Technology stops being only a delivery engine.

It becomes a learning engine.

The new bottlenecks

If code is no longer the bottleneck, what is?

I see five new bottlenecks.

1. Problem clarity

Many teams can build quickly.

Fewer teams can define the right problem clearly.

2. Decision speed

Fast experimentation is useless if decisions are still slow.

If a team learns that an experiment failed, the organization should be able to stop it without drama.

3. Trust

AI-generated code needs review, tests, security checks, architecture checks, and ownership.

The bottleneck shifts from creation to verification.

4. Integration

Most meaningful business problems touch existing systems.

The first screen or service may be easy. The integration with legacy systems, data, identity, audit, and operations is where the real work begins.

5. Ownership

Someone must own what survives.

Disposable code is healthy only when unsuccessful code is removed and successful code is made reliable.

My view

Code is still important.

Bad code can still hurt the business.

But code is no longer the main constraint in the way it used to be.

Microservices and microfrontends already moved us toward smaller, replaceable, independently tested pieces of software.

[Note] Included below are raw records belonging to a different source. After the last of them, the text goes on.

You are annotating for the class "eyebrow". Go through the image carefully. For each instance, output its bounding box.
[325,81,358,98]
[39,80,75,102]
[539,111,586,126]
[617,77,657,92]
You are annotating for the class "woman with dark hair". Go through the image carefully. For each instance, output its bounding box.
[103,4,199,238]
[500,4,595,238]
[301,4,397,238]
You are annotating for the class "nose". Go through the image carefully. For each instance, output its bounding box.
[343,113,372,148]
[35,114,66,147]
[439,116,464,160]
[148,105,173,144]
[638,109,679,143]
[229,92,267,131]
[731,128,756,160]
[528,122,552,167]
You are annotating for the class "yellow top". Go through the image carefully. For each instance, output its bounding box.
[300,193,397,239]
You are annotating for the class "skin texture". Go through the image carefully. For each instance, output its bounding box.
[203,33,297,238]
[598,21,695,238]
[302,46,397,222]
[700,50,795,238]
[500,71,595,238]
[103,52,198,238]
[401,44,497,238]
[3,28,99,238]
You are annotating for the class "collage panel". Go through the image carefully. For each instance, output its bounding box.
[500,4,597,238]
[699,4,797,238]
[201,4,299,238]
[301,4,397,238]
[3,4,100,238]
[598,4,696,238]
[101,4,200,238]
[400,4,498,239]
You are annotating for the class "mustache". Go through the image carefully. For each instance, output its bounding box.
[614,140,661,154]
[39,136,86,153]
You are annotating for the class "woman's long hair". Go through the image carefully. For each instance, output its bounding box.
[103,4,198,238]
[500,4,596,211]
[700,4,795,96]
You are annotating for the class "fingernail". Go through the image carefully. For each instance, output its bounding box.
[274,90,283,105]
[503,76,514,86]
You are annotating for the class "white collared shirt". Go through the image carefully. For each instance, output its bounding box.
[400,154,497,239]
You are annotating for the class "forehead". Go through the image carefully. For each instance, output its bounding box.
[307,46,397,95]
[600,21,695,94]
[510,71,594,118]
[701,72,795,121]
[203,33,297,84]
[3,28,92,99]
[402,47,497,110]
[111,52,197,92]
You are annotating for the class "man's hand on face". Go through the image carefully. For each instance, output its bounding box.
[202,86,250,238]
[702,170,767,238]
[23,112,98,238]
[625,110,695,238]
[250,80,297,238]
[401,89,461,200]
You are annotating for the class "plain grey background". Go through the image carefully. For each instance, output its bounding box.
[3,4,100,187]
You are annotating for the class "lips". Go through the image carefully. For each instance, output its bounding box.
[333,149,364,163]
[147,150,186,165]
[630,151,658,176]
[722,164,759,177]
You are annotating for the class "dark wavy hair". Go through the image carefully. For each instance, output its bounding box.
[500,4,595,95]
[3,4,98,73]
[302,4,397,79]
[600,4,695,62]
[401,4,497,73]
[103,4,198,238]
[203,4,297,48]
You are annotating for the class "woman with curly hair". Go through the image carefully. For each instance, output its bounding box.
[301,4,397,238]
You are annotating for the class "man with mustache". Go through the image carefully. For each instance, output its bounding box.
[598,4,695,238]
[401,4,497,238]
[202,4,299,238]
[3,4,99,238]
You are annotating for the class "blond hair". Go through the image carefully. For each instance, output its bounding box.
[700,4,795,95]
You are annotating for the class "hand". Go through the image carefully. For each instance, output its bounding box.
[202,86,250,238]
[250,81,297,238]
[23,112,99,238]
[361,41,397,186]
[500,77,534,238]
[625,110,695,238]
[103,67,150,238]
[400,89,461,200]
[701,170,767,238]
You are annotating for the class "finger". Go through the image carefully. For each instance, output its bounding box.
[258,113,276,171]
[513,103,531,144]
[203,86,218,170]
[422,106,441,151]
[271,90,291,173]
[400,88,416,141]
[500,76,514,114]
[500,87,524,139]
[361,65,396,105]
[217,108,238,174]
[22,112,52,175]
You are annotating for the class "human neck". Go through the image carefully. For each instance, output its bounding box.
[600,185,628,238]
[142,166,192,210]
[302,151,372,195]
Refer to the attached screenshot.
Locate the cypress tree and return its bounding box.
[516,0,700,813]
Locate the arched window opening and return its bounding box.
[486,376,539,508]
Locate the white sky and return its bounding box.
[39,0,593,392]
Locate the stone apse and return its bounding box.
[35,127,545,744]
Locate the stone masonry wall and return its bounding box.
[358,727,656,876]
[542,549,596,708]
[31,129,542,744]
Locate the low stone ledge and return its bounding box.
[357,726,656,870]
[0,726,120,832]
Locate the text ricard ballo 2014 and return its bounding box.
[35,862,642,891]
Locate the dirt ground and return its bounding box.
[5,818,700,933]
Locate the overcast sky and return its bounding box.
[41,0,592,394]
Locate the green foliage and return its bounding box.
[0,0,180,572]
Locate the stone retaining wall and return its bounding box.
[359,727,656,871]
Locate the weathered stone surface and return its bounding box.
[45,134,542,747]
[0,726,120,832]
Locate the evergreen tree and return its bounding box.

AI will accelerate that direction.

This should not scare us.

It should make us more disciplined.

The best teams will not be the ones that generate the most code.

They will be the ones that learn fastest, delete weak ideas quickly, turn useful experiments into reliable products, and keep clear ownership of what remains.

That is the real shift.

The value is moving from writing code to deciding which code deserves to exist.